In an exclusive collaboration with Chef Renato Bernardi, we have created a series of gourmet recipes, designed to be replicated in your kitchen with the use of our excellent products. Each month, we bring you a new recipe, and for the month of October, we present a dish that is a true culinary masterpiece: Risotto mantecato with porchetta brown bottom with Franciacorta. This recipe combines the creaminess of risotto mantecato with the intensity of the porchetta brown bottom, all enhanced by a touch of Franciacorta.


  • Carnaroli rice: 320g
  • Porchetta: 40g
  • Brown bottom of porchetta: 30cl
  • Franciacorta sparkling wine: 100ml
  • Mountain pasture butter: 40g
  • Parmesan cheese: 40g
  • Leek: 20g
  • Extra virgin olive oil: q.b.
  • Vegetable broth: 2 liters


  1. Start by sautéing the finely chopped leek in a saucepan, then toast the rice and deglaze with Franciacorta sparkling wine.
  2. Gradually add the vegetable stock and bring the rice to cook. Off the heat, cream the risotto with the butter, Parmigiano Reggiano, and some of the brown pork stock.
  3. Using a rectangular ramekin, form the base of the risotto in the dish, insert a very thin slice of porchetta in the center and cover with the remaining risotto. Unmold gently.
  4. Decorate the dish with bits of crispy porchetta crust and a drizzle of brown fondant for a richly flavored finishing touch.

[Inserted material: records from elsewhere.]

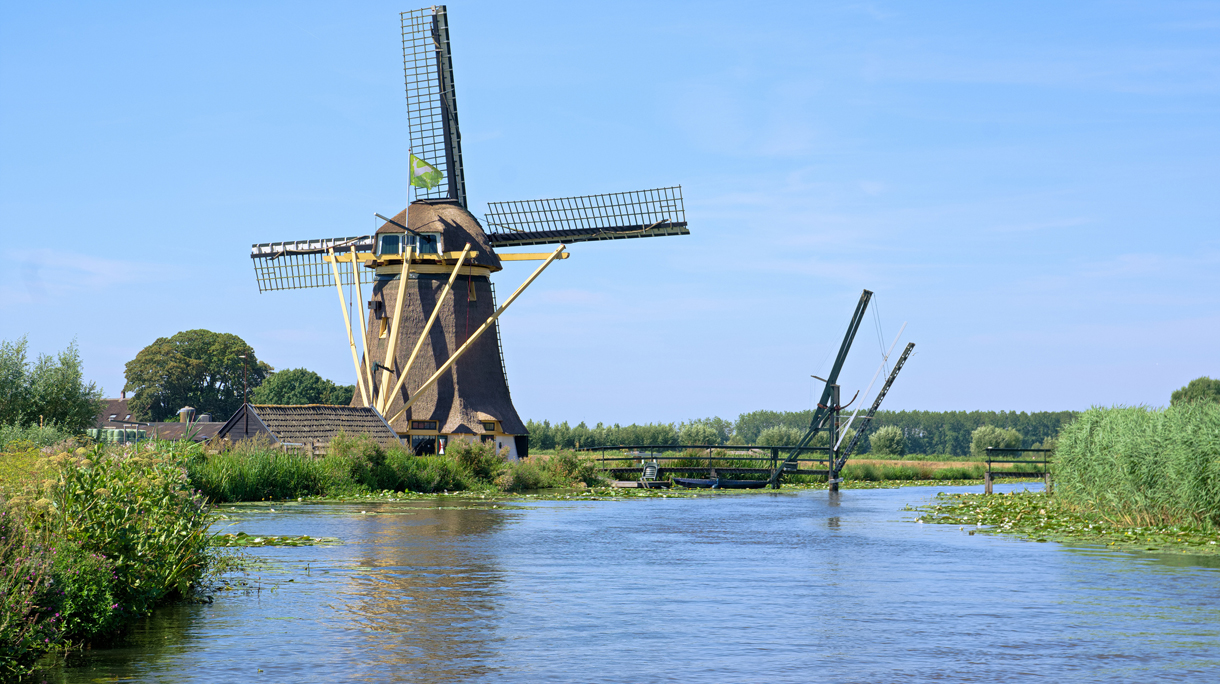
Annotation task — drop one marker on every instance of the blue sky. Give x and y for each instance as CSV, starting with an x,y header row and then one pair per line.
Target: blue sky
x,y
1032,187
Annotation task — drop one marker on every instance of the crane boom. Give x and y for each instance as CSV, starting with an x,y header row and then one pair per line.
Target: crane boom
x,y
864,424
815,424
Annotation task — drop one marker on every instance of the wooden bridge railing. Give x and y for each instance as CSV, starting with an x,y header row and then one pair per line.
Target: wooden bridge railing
x,y
650,452
1041,465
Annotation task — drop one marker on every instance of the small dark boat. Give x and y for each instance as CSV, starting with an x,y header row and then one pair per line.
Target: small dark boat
x,y
720,483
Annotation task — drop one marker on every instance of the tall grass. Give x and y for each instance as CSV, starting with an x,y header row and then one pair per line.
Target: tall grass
x,y
1143,466
90,539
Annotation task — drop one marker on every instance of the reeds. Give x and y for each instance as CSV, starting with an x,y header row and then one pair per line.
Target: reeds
x,y
1142,466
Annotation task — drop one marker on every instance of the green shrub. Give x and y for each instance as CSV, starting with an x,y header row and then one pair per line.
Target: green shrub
x,y
1143,466
478,459
426,473
991,435
888,440
26,571
522,477
137,510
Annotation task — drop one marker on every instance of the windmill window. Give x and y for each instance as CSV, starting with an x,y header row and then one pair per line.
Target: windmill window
x,y
389,244
428,243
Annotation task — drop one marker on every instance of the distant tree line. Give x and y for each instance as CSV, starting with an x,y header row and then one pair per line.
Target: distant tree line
x,y
913,432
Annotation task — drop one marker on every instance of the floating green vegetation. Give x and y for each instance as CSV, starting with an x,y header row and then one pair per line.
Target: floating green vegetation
x,y
245,540
1042,517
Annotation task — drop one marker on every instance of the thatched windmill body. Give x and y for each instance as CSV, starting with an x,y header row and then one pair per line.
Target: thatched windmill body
x,y
432,360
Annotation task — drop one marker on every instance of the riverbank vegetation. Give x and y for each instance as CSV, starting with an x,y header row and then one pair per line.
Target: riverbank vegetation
x,y
254,471
1132,477
89,539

This dish not only celebrates the Italian tradition of risotto, but elevates it to the next level with the addition of refined ingredients and impeccable presentation. Risotto mantecato con fondo bruno di porchetta al Franciacorta is the ideal choice for a special dinner where you want to impress your guests with a dish that speaks of tradition, but with a clear note of originality and innovation.